BGH: Verschleierung der Kostenpflichtigkeit einer angebotenen Leistung ist Betrug

Der BGH hatte in seinem Urteil vom 5.3.2014 (AZ: 2 StR 616/12) zu entscheiden, ob die bewusste Gestaltung einer Internetseite zur Verschleierung der Kostenpflichtigkeit eines Routenplaners den Straftatbestand des Betruges verwirklicht.   

Der Angeklagte bot auf einer von ihm betriebenen Internetseite einen Routenplaner zur Nutzung an. Diese Seite war so gestaltet, dass die Kostenpflichtigkeit der Nutzung des Routenplaners für flüchtige Leser nur schwer erkennbar war. Durch das Klicken auf „Route berechnen“ schloss der Nutzer ein kostenpflichtiges Abonnement ab, welches ihm eine dreimonatige Zugangsmöglichkeit  zu dem Routenplaner gewährte. Der Hinweis, dass dieses 59,95€ koste, stand klein abgedruckt am Ende eines mehrzeiligen Textes, welcher erst nach dem Scrollen wahrgenommen werden konnte.

Nach Ansicht des BGH stelle die bewusste Gestaltung der Internetseite zur Verschleierung der Kostenpflichtigkeit der angebotenen Leistung eine Täuschungshandlung dar. Diese werde auch nicht dadurch beseitigt, dass die Täuschung bei sorgfältigem Lesen der Seite erkennbar sei. Die Seite sei bewusst so gestaltet, dass sie die Unaufmerksamkeit oder Unerfahrenheit eines Teils der Nutzer ausnutze, die nicht bis zum Ende der Seite scrollen, um den klein geschriebenen Hinweis zu lesen.

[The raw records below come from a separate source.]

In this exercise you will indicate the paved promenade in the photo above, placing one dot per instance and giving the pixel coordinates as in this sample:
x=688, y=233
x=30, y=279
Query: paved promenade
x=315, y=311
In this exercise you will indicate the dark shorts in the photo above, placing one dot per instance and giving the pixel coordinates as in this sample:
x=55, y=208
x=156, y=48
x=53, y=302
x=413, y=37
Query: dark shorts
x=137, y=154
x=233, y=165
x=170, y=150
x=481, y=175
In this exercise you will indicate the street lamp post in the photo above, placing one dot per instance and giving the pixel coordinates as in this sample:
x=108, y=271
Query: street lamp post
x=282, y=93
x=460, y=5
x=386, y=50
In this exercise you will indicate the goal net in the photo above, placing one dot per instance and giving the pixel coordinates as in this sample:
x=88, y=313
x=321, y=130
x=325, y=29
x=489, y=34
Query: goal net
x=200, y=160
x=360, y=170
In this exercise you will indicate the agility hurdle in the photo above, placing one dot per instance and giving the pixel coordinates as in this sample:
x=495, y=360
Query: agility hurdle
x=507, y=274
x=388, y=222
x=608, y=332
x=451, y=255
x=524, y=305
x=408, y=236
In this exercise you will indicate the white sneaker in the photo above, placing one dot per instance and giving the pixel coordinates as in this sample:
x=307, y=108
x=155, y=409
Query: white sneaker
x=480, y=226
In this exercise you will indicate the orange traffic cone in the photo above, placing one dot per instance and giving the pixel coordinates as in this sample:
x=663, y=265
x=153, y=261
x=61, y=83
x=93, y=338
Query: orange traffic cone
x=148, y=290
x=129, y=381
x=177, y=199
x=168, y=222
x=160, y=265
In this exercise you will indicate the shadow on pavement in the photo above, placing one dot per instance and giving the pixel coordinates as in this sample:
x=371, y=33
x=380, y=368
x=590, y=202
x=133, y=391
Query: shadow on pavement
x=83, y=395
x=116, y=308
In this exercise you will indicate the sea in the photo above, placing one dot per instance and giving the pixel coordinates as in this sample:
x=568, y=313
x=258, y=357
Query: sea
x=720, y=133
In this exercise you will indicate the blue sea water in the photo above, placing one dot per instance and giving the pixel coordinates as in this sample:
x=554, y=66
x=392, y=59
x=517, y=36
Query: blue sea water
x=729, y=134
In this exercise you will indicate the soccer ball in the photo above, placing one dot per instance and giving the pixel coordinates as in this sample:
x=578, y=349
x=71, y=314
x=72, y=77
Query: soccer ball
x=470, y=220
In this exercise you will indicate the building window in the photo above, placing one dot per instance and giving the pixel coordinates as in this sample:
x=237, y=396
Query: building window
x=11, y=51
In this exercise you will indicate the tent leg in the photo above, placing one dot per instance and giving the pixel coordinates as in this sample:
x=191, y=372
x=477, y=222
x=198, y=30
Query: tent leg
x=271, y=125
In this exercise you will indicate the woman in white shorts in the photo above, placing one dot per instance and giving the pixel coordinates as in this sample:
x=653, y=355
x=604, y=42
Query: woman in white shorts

Auch die Richtlinie 2005/29/EG über unlautere Geschäftspraktiken führe nicht zu einer Einschränkung des strafrechtlichen Rechtsgüterschutzes. Der Vermögensschaden liege in der Belastung mit der bestehenden oder nur scheinbaren Verbindlichkeit, da die Gegenleistung in Form der Nutzungsmöglichkeit für die Nutzer praktisch wertlos sei.

Somit ist die gezielte Verschleierung der Kostenpflichtigkeit einer angebotenen Leistung ein Betrug.